From Rava’s approach we can learn how to say “yes” to obligation. We are empowered to cherry-pick, interpret, re-interpret, and translate the texts in order to find a version of obligation that leads us down the right path—and that path might look different over space and time. From Rav Acha’s approach, we learn that we can say “no” to obligation altogether. When we find things in Jewish text/practice that go against our moral understanding of how to be in right relationship, we can point out the flaw boldly and honestly.

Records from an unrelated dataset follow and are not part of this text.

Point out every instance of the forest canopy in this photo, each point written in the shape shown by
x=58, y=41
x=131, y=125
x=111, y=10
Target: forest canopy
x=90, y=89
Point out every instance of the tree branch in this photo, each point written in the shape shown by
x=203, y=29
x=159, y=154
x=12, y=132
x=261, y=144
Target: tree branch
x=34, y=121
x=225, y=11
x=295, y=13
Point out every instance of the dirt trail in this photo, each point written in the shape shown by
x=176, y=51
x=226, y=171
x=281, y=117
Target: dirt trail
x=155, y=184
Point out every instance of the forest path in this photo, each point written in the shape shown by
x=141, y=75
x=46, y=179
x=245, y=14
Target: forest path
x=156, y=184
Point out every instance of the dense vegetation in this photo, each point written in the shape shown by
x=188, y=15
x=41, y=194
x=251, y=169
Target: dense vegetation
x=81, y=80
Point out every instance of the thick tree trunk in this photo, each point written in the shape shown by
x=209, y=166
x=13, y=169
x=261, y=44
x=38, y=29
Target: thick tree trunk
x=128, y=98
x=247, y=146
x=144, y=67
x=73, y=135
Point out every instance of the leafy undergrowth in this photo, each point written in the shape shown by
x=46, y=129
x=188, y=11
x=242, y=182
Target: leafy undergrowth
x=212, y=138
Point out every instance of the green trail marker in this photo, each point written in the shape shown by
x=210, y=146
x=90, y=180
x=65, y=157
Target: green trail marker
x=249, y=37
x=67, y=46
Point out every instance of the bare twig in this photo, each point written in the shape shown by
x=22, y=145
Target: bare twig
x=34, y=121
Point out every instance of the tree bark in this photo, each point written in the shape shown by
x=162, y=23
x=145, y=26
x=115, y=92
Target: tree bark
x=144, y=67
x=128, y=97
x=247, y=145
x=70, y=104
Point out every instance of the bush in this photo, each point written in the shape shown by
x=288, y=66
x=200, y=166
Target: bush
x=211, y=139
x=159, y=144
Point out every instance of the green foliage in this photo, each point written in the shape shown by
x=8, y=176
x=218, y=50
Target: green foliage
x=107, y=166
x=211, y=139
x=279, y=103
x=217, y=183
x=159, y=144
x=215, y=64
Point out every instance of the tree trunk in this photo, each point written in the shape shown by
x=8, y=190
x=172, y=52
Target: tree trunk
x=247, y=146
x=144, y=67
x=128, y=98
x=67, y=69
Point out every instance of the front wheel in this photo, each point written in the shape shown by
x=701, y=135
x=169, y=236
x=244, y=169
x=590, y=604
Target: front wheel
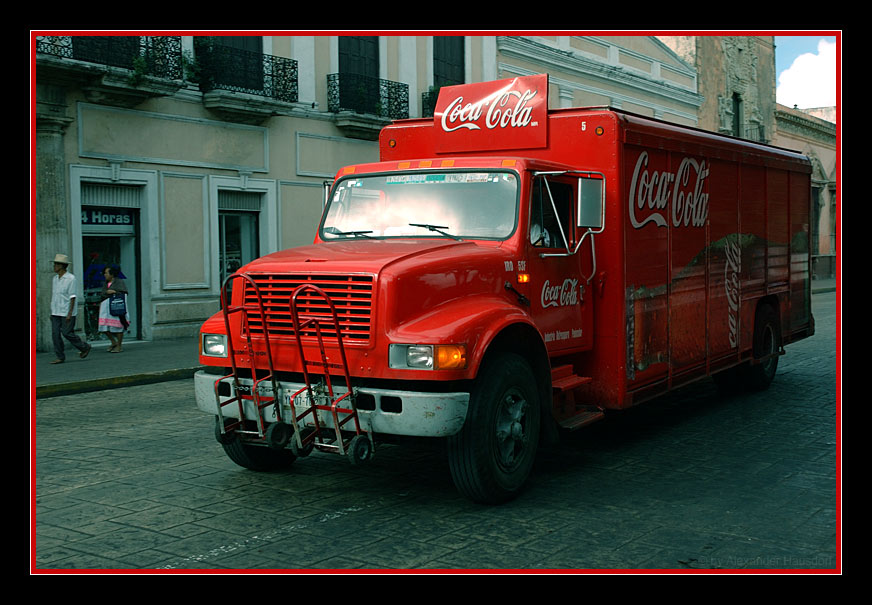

When our leaders tell us to do something that doesn’t sit right with our neshama (Looking at you, Mordechai!); when our own still, small voice nudges us in a different direction, we have the right to say, “I won’t take on this obligation under duress.” We can’t do what’s wrong just because we are afraid of the repercussions of doing what’s right. From these two ancient Rabbis we learn that Tradition and Torah are all just as obligated to us as we are to them.